Si stima che in Italia soffra di endometriosi il 10-15% delle donne in età riproduttiva con una incidenza massima tra i 25 e i 35 anni, ma la malattia può comparire anche più precocemente.
Nel nostro paese le donne con diagnosi conclamata sono almeno 3 milioni. I dati, anche se non sempre concordi, sembrano indicare un trend in aumento non tanto perché vi siano più casi che in passato, ma per una capacità di diagnosi più accurata ed efficace.
Come si manifesta?
Indipendentemente dalla sede in cui è localizzato, il tessuto endometriosico si comporta come l’endometrio normale, quello che riveste le pareti dell’utero, ed è sensibile perciò alle fluttuazioni ormonali del ciclo mestruale. Le cellule endometriali, pertanto, proliferano durante la prima fase del ciclo e, in corrispondenza delle mestruazioni, danno luogo a sanguinamento. La gravità dei sintomi e gli effetti dell’endometriosi sulla fertilità e sul funzionamento dei vari organi varia notevolmente da donna a donna. Alcune non accusano alcun sintomo, in altre la malattia ha un impatto considerevole sulla qualità della vita. Ai fini della diagnosi, uno dei sintomi più rilevanti è il dolore che può essere cronico e persistente, con aggravamento durante il periodo mestruale (dismenorrea). Il dolore, perciò, non va mai sottovalutato, soprattutto se inizia dopo molti anni di mestruazioni relativamente indolori. Spesso sono presenti alterazioni del ciclo mestruale e dal 30 al 50% delle donne con endometriosi ha problemi di infertilità o ridotta fertilità.
Come si interviene?
Il medico ha a disposizione vari trattamenti: la scelta dipende dall’estensione della malattia dalla gravità del quadro clinico e dei sintomi e dall’eventuale presenza di sterilità. Il trattamento, inoltre, dovrebbe essere individualizzato tenendo conto anche di fattori come l’età, il desiderio di gravidanza e la tollerabilità delle diverse terapie. Richiede quindi una valutazione complessiva.

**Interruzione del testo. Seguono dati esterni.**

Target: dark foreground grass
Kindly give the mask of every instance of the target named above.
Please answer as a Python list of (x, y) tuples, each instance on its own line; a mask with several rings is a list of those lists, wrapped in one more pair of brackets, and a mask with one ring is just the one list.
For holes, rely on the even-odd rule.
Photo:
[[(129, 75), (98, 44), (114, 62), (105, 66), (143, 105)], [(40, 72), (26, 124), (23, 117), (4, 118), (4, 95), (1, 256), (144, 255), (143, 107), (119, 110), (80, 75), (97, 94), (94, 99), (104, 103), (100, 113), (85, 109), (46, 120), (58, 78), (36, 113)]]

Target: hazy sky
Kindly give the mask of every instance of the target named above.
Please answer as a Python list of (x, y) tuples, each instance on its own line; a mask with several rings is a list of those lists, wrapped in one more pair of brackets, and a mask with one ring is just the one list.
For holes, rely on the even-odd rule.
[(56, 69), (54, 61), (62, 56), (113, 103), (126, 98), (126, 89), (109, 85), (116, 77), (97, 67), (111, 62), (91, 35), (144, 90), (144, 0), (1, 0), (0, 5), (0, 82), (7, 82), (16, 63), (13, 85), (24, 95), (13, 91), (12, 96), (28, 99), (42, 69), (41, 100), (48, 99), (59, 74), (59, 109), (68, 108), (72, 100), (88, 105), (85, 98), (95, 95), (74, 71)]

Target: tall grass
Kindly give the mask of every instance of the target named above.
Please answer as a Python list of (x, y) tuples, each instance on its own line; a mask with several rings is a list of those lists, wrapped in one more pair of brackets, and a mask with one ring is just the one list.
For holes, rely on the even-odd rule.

Il dolore, ove presente, può essere controllato mediante l’assunzione di un antinfiammatorio (es. ibuprofene, naproxene), solitamente sufficiente se i sintomi sono lievi. Tuttavia, trattandosi di una malattia sensibile alle fluttuazioni ormonali, il cardine del trattamento è rappresentato da farmaci ad azione ormonale che tendono a riequilibrare le alterazioni endocrinologiche che caratterizzano le pazienti affette. I focolai endometriosici mantengono la capacità di riattivarsi dopo alcuni mesi dalla sospensione della terapia.
Trattamento chirurgico
La terapia chirurgica consiste nella identificazione e rimozione del tessuto endometriosico. Viene eseguita preferibilmente in laparoscopia, una tecnica poco invasiva che consente una ripresa post-operatoria più rapida e con minor dolore post-operatorio. La chirurgia è riservata alle pazienti in cui non si riesce ad ottenere un controllo dei sintomi con la terapia medica, oppure nei casi in cui questa sia controindicata o rifiutata dalla paziente. La comparsa di recidiva (sia del dolore che delle lesioni) si potrebbe verificare anche in seguito ad un adeguato trattamento chirurgico. Sin dall’inizio dell’attività sessuale è molto importante sapere che i dolori mestruali e durante i rapporti non sono normali e che non devono essere taciuti. Particolare attenzione devono fare le donne che hanno familiarità per endometriosi (ad esempio la madre o una sorella) perché hanno un rischio di svilupparla sette volte maggiore rispetto alla popolazione normale.